I AM DEEPLY CONCERNED ABOUT WHAT’S GOING ON IN NY - AND THEREFORE ELSEWHERE - WITH REGARDS TO TEACHER EVALUATION SYSTEMS AND RTTT. THIS POST IS MEANT TO DEFINE A PATH FORWARD THAT INCLUDES STUDENT ACHIEVEMENT DATA BUT MOVES AWAY FROM OBFUSCATED AND HIGHLY QUESTIONABLE VAM MODELS OF “DATA-DRIVEN TEACHER EVALUATIONS.” IF YOU WANT TO READ ABOUT THE CONTEXT FOR MY CONCERNS, PLEASE CLICK HERE AND FIND MY EARLIER POST.
I HOPE YOU’LL LEAVE SOME FEEDBACK AND CONTINUE THIS CONVERSATION. WE CAN TALK HERE OR ON TWITTER.
As always, I want to start my thinking with questions that need answering instead of solutions I’m hoping will fit. In this case, I’m wondering: What expectation(s) can schools actually and realistically have for teachers when it comes to students’ learning, including standardized testing results?
I know this sounds crazy to ask, and many of you are already thinking that I’m about to lower the bar and let teachers off the hook when students don’t achieve, but that’s not where I’m going. I am, though, very hesitant to back value-added models of evaluation that promote paranoia and professional doubt and suffer from flawed formulas, flawed philosophies, myopic accountability plans, and deep obfuscation. I also believe proactive and reactive action, not accountability, ought to be policy’s goal. Are we - as a culture and a profession - looking to blame people for a problem or prompt people to find a means of moving towards its solution(s)?
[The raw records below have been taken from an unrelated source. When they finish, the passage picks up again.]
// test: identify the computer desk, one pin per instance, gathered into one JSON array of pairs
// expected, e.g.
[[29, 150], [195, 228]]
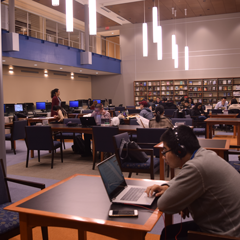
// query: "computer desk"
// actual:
[[220, 146], [81, 202]]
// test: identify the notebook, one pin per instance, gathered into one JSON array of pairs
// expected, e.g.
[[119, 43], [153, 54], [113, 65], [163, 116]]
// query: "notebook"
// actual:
[[117, 189], [87, 121]]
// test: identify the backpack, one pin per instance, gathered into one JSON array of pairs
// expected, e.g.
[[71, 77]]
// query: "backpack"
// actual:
[[132, 156], [79, 145]]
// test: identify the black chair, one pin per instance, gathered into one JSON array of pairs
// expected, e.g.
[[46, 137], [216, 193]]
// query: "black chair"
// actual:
[[64, 135], [103, 140], [120, 109], [132, 111], [40, 138], [17, 132], [10, 228], [151, 166]]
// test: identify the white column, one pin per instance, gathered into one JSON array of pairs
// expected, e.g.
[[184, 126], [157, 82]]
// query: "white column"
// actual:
[[2, 122]]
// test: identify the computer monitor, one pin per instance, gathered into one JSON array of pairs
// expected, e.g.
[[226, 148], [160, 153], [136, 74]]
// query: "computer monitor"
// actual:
[[98, 100], [73, 104], [40, 105], [18, 107], [9, 108]]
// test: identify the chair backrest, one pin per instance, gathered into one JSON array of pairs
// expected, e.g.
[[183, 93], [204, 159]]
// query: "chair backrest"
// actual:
[[73, 120], [39, 138], [103, 138], [150, 135], [130, 107], [133, 121], [120, 109], [188, 121], [87, 111], [4, 192], [131, 111], [18, 131]]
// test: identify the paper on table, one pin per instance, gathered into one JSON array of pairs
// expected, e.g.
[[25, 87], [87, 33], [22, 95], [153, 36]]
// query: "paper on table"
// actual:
[[142, 121]]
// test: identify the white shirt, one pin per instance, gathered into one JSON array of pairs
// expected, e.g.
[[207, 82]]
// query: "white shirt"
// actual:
[[219, 105]]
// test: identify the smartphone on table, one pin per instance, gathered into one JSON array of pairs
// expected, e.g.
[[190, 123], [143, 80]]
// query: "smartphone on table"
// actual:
[[123, 213]]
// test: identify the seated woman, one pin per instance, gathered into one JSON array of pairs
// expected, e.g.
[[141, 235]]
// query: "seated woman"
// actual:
[[198, 112], [61, 113], [93, 105], [160, 121]]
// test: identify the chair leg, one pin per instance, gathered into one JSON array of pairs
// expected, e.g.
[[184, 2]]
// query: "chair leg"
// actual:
[[94, 159], [27, 157], [44, 233], [61, 154], [52, 158]]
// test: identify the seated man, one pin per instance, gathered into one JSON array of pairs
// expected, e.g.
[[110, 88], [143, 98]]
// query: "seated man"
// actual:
[[222, 104], [99, 113], [145, 110], [205, 187]]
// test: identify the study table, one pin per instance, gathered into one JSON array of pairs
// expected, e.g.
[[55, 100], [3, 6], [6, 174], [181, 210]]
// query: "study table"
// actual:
[[220, 146], [228, 121], [81, 202]]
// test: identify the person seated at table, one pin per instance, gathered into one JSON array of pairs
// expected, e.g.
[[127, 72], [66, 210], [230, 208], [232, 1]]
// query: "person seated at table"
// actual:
[[198, 112], [61, 113], [160, 121], [93, 105], [146, 112], [205, 188], [234, 105], [222, 104]]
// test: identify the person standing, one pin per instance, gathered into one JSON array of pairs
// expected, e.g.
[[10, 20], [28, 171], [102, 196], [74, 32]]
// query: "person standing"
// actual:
[[55, 100]]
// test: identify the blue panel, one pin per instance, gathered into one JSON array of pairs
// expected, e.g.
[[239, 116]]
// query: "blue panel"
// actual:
[[43, 51]]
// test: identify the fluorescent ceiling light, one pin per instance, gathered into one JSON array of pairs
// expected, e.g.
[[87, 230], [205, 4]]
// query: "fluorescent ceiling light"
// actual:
[[145, 40], [92, 17], [186, 58], [55, 3], [159, 44], [176, 56], [69, 15], [173, 45], [154, 15]]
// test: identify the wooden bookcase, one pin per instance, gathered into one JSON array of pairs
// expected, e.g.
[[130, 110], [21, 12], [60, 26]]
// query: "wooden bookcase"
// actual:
[[207, 91]]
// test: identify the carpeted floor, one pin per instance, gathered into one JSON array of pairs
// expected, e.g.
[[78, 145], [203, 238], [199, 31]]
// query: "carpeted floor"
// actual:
[[71, 234]]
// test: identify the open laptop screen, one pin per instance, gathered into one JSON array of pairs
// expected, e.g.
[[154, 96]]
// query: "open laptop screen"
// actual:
[[112, 176]]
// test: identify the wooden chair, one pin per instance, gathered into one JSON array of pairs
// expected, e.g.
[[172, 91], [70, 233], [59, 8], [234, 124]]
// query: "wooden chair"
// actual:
[[207, 236], [9, 221]]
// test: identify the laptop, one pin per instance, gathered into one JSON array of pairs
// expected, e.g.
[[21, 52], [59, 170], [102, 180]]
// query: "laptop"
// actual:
[[88, 121], [117, 189]]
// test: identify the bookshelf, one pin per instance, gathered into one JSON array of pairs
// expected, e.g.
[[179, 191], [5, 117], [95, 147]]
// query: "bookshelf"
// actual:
[[206, 91]]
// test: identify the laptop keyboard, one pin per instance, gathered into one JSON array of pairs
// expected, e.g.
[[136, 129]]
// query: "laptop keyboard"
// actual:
[[133, 194]]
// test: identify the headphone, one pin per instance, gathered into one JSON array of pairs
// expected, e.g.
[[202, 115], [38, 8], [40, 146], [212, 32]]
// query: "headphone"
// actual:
[[181, 150]]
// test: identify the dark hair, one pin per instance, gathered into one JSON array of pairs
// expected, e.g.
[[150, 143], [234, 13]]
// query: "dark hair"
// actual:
[[234, 101], [186, 137], [159, 111], [53, 92], [100, 106]]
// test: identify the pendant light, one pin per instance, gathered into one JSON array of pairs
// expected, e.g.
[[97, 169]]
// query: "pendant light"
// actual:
[[69, 15], [92, 17], [145, 34], [186, 47], [55, 3]]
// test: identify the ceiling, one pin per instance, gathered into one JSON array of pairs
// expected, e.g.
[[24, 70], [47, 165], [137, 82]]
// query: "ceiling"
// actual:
[[132, 11]]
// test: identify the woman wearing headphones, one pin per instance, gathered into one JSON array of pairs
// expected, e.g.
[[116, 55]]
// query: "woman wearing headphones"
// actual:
[[160, 121]]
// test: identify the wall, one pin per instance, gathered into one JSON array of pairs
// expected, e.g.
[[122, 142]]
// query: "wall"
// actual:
[[21, 87], [214, 45]]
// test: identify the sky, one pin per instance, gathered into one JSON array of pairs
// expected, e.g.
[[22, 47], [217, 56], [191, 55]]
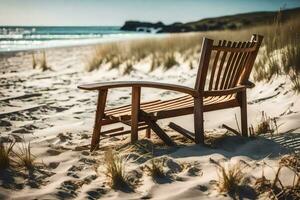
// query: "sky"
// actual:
[[116, 12]]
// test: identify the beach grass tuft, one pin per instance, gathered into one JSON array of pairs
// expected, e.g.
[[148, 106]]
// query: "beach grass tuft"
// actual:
[[25, 157], [155, 169], [115, 168], [230, 179], [6, 151]]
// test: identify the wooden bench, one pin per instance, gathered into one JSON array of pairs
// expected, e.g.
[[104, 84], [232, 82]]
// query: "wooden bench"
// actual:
[[221, 83]]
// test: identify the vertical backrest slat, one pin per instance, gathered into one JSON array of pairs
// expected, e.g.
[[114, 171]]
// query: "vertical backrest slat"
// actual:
[[243, 66], [203, 64], [211, 81], [236, 65], [258, 40], [240, 66], [227, 67], [227, 64], [231, 67], [221, 67]]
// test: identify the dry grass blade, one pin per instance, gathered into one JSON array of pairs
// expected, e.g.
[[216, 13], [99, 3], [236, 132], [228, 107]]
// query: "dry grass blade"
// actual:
[[115, 168], [5, 154], [156, 169], [230, 178], [25, 157]]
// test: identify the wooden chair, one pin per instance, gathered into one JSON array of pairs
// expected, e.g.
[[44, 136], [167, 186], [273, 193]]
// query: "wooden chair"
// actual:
[[221, 83]]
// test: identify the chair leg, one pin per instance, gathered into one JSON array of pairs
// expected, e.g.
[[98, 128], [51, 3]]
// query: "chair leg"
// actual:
[[198, 120], [135, 107], [98, 119], [243, 106]]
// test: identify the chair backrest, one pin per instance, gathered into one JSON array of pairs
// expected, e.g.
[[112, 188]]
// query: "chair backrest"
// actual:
[[227, 64]]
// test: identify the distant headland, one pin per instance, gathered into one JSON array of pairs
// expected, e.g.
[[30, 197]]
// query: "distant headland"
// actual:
[[229, 22]]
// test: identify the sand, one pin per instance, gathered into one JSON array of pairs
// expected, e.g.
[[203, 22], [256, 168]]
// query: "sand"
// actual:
[[47, 109]]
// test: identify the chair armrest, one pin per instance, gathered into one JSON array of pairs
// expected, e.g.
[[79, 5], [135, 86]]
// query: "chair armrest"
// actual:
[[224, 92], [118, 84]]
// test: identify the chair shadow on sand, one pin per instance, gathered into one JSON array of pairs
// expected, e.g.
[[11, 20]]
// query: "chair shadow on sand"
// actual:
[[256, 148]]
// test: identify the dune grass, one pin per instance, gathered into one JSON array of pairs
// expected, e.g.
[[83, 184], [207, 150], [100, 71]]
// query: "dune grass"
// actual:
[[275, 189], [25, 157], [6, 151], [155, 169], [266, 125], [115, 169], [230, 179]]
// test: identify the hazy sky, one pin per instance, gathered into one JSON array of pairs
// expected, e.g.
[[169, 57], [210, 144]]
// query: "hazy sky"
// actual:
[[116, 12]]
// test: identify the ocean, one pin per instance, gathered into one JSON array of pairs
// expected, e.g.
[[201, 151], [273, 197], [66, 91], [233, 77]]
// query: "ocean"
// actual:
[[17, 38]]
So, I need to hone the next phase of my initial question… Can schools ask teachers for:
1) an analysis of what the data from required standardized test(s) tell them about their students?
2) evidence of their ability to formatively and summatively assess their students so that they will create data for things they want to know about their students that aren’t portrayed by the standardized tests?
3) evidence that their curriculum and pedagogy continually reviewed and revised so that they are appropriately designed to move students from their current achievement levels to proficiency and mastery of the desired standards for the course?
Why do I like these questions?
1) They reinforce the idea that teachers’ work must be steeped in students’ learning. There is a non-negotiable connection between data, curriculum, and pedagogy.
2) They allow for teachers’ growth over the course of time instead of unrealistically expecting them to be experts at helping each students in each course as soon as they meet. Not doing this would be akin to telling doctors that they’re no good if they have to “run a test” to see what’s going on.
3) They allow for the application of data from local and standardized testing data without suggesting that one is more important than the other. There is no unilateral approach to improving teaching and learning. It’s why testing-based, standards based, and technology based reforms will all struggle until they include a bigger picture.
4) They recognize that it’s teaching appropriately that moves students forward, not “holding high expectations.” Without great teaching, holding high expectations is nothing but a bunch of soundbites.
5) They force conversations between evaluators and teachers and between teachers and students. Currently, VAM models can be - in fact, I believe almost all are - enforced by a computer in a room somewhere. Students get matched with a teacher. Scores go in. Teacher gets a grade in the mail. This model pushes teachers to get to know their students and their needs as well as administrators to deeply get to know their teachers’ work. It truly couldn’t be done remotely.
6) They provide a ton of room for a lot of supportive feedback loops and collaboration along the way. There are no surprises when you’re not hoping to get all of your answers from a one-time event like a major exam.
7) They support the very real idea that teachers are going to struggle and potentially even fail at times. It’s knowing how to recover and who to ask for help that’ll ultimately make them great at their work. If we’re being honest, we all know that that’s a truth for anyone.
Do I, then, believe that there’s a place for students’ actual scores in a teacher’s evaluation? Until I see some serious research about this working well at an aggregated level, I’m just going to say that even if it’s possible, it doesn’t seem to be worth the infighting and political capital it’ll take. It’s not worth the divisive and desperate culture that’s manifesting in our schools today. I also know that I do fully believe that if we get teachers working towards purposeful and researched classroom practices, the achievement we want will happen.
How can we move to this? It’s simple, I think. Let’s take out the pieces of states’ evaluation systems (in NY, it’s worth 40%) that account for testing scores, and instead create a rubric around the three questions of data-based practice I’ve outlined above. We’ll add it to whatever observation rubric is in use and move forward from there.